Data storage levels and caching mechanisms for optimizing repeated access to RDDs with configurable memory and disk usage strategies.
Configuration for how RDDs are stored when persisted, controlling memory usage, disk usage, serialization, and replication.
/**
* Storage level configuration for RDD persistence
* @param useDisk whether to use disk storage
* @param useMemory whether to use memory storage
* @param useOffHeap whether to use off-heap memory
* @param deserialized whether to store in deserialized format
* @param replication number of replicas to maintain
*/
class StorageLevel private(
private var _useDisk: Boolean,
private var _useMemory: Boolean,
private var _useOffHeap: Boolean,
private var _deserialized: Boolean,
private var _replication: Int
) extends Externalizable {
def useDisk: Boolean
def useMemory: Boolean
def useOffHeap: Boolean
def deserialized: Boolean
def replication: Int
/** Create a copy with different replication factor */
def clone(newReplication: Int): StorageLevel
/** Check if this storage level is valid */
def isValid: Boolean
}
object StorageLevel {
/** Memory only, deserialized */
val MEMORY_ONLY = new StorageLevel(false, true, false, true, 1)

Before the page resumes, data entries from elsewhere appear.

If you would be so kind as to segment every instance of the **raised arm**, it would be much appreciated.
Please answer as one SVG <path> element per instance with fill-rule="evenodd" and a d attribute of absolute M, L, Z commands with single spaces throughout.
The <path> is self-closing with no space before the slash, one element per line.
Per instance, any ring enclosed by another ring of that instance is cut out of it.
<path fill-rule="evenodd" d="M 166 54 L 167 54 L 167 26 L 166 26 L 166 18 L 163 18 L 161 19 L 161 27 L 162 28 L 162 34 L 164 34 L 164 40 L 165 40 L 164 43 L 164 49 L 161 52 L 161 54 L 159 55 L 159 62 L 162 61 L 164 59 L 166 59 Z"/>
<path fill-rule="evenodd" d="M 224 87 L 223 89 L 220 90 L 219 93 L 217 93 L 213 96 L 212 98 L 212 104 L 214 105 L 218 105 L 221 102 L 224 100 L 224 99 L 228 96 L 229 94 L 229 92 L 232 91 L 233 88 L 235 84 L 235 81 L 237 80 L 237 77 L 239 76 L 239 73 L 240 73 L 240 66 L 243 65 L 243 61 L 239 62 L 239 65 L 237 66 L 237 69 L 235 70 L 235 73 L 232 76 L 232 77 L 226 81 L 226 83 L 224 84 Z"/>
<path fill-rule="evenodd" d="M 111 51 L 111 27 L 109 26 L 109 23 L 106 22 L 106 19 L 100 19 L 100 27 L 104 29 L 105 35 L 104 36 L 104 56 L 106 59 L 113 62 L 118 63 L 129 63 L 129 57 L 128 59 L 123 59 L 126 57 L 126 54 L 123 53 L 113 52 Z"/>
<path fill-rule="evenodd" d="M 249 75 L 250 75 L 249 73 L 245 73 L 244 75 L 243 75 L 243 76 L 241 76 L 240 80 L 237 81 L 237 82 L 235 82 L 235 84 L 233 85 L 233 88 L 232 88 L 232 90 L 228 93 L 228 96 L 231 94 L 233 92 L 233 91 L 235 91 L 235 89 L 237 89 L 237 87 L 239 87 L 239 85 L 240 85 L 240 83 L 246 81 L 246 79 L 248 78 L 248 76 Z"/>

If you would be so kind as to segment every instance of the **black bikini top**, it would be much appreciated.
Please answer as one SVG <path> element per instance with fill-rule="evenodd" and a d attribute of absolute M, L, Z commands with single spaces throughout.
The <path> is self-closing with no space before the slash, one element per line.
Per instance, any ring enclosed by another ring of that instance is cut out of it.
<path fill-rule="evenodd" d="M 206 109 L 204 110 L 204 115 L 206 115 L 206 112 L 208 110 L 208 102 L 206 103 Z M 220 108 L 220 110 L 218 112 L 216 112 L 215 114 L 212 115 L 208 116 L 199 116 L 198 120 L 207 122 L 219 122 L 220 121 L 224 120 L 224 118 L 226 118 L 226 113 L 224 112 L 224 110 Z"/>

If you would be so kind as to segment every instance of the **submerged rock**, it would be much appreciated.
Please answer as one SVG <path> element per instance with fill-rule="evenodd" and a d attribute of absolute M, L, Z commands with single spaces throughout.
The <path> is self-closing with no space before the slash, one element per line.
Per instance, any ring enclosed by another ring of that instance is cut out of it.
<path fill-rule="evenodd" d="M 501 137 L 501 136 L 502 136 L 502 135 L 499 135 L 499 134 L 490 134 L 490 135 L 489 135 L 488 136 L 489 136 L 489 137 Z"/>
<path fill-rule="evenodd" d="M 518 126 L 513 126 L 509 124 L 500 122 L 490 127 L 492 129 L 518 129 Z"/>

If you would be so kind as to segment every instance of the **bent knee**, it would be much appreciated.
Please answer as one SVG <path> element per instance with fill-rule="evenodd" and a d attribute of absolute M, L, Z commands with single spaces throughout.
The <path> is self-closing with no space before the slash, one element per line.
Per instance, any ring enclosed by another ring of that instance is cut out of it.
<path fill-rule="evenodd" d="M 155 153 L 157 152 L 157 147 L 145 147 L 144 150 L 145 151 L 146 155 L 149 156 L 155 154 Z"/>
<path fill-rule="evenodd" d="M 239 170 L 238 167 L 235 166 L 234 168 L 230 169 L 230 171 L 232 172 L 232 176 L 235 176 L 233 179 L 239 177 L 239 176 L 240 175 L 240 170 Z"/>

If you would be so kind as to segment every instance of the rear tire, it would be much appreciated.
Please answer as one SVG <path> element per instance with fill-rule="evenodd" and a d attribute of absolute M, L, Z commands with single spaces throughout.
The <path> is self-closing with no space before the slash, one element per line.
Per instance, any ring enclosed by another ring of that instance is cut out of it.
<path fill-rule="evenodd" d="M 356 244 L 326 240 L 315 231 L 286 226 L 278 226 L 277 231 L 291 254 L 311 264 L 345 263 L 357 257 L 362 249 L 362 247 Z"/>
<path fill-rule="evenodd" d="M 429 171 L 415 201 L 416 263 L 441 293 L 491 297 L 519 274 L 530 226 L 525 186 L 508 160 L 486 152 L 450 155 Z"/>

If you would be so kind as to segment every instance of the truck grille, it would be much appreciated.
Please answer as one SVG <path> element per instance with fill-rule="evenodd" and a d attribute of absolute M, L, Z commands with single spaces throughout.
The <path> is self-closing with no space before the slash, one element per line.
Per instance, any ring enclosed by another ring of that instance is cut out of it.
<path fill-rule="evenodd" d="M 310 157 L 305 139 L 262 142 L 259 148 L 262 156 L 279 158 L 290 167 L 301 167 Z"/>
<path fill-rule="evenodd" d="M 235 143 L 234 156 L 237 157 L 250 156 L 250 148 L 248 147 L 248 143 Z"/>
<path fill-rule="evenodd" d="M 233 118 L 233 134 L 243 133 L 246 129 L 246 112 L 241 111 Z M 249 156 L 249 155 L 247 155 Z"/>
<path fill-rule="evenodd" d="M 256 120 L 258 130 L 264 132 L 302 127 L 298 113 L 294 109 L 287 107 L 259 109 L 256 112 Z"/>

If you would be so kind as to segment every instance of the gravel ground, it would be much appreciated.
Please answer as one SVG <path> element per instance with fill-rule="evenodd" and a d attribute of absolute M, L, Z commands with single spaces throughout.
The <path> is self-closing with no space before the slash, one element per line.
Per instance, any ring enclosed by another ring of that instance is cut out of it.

/** Memory only, serialized */
val MEMORY_ONLY_SER = new StorageLevel(false, true, false, false, 1)
/** Memory and disk spillover, deserialized */
val MEMORY_AND_DISK = new StorageLevel(true, true, false, true, 1)
/** Memory and disk spillover, serialized */
val MEMORY_AND_DISK_SER = new StorageLevel(true, true, false, false, 1)
/** Disk only */
val DISK_ONLY = new StorageLevel(true, false, false, false, 1)
/** Memory only with 2x replication, deserialized */
val MEMORY_ONLY_2 = new StorageLevel(false, true, false, true, 2)
/** Memory and disk with 2x replication, deserialized */
val MEMORY_AND_DISK_2 = new StorageLevel(true, true, false, false, 2)
/** Off-heap memory only */
val OFF_HEAP = new StorageLevel(true, true, true, false, 1)
/** No storage (unpersist) */
val NONE = new StorageLevel(false, false, false, false, 1)
/** Apply method for creating custom storage levels */
def apply(
useDisk: Boolean,
useMemory: Boolean,
useOffHeap: Boolean = false,
deserialized: Boolean = true,
replication: Int = 1
): StorageLevel
}Methods available on RDD for controlling persistence and caching behavior.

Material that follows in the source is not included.